Pour une deuxième année consécutive, cette décision fait partie des décisions les plus consultées.   Selon la Cour suprême du Canada, l’article 976 C.C.Q. crée en matière de troubles de voisinage un régime de responsabilité civile sans faute qui est fondé sur le caractère excessif des inconvénients subis. On se rappellera que, dans cette affaire, les voisins d’une cimenterie ont reçu des dommages-intérêts en raison des inconvénients anormaux qu’ils ont subis, et ce, même si le propriétaire de la cimenterie n’avait pas commis de faute.

Ciment du Saint-Laurent Inc.

Droit familial

Cette décision phare de 2013 en matière familiale se maintient au premier rang des plus consultées. Surnommé l’affaire «Éric et Lola», cette décision de la Cour suprême du Canada est venue confirmer que l’exclusion des conjoints de fait des mesures de protection en matière de soutien alimentaire et de partage des biens respecte la Charte canadienne des droits et libertés.

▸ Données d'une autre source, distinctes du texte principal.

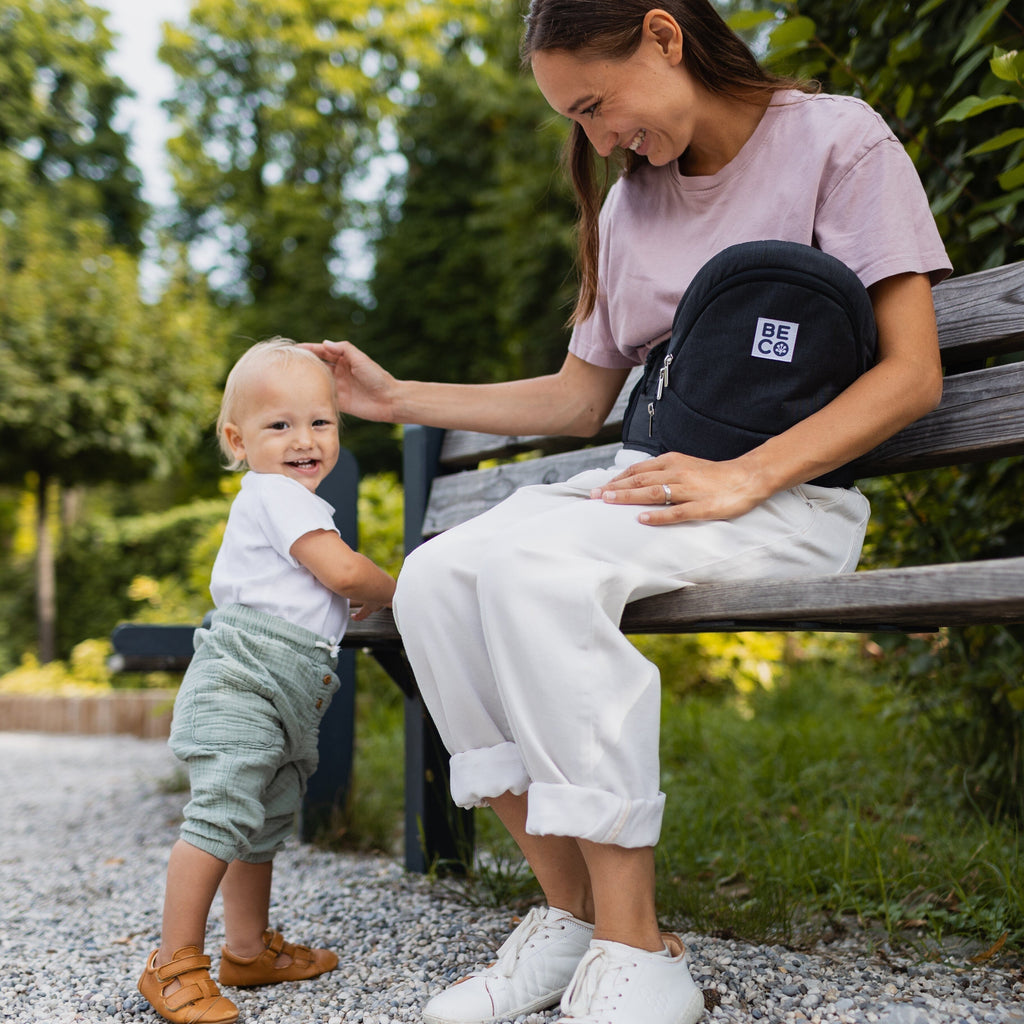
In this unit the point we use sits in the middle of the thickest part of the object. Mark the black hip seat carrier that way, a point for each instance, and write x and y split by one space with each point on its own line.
766 334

Québec (Procureur général) c. A

Droit criminel 

Alors que, à pareille date l’année dernière, l’arrêt Jordan était la décision la plus consultée en matière criminelle, 2 arrêts concernant l’aide médicale à mourir ont attiré davantage l’attention au cours de la dernière année.

Carter

Cet arrêt est venu déterminer que les articles 241 b) et 14 du Code criminel (C.Cr.) portent atteinte de manière injustifiée à l’article 7 de la Charte canadienne des droits et libertés et sont inopérants, dans la mesure où ils prohibent l’aide médicale à mourir à l’égard d’une personne adulte capable qui 1) consent clairement à mettre fin à sa vie et 2) est atteinte de problèmes de santé graves et irrémédiables lui causant des souffrances persistantes qui lui sont intolérables au regard de sa condition.

Truchon

Pour sa part , la Cour supérieure a précisé que la disposition législative exigeant que la mort naturelle soit raisonnablement prévisible (art. 241.2 (2) d) C.Cr.) porte atteinte aux droits à la vie, à la liberté et à la sécurité des demandeurs (des personnes atteintes de maladies dégénératives incurables s’étant vu refuser l’aide médicale à mourir), tandis que la disposition exigeant que la personne soit en fin de vie (art. 26 paragr. 3 de la Loi concernant les soins de fin de vie) porte atteinte à leur droit à l’égalité; ces dispositions ont en conséquence été déclarées inopérantes.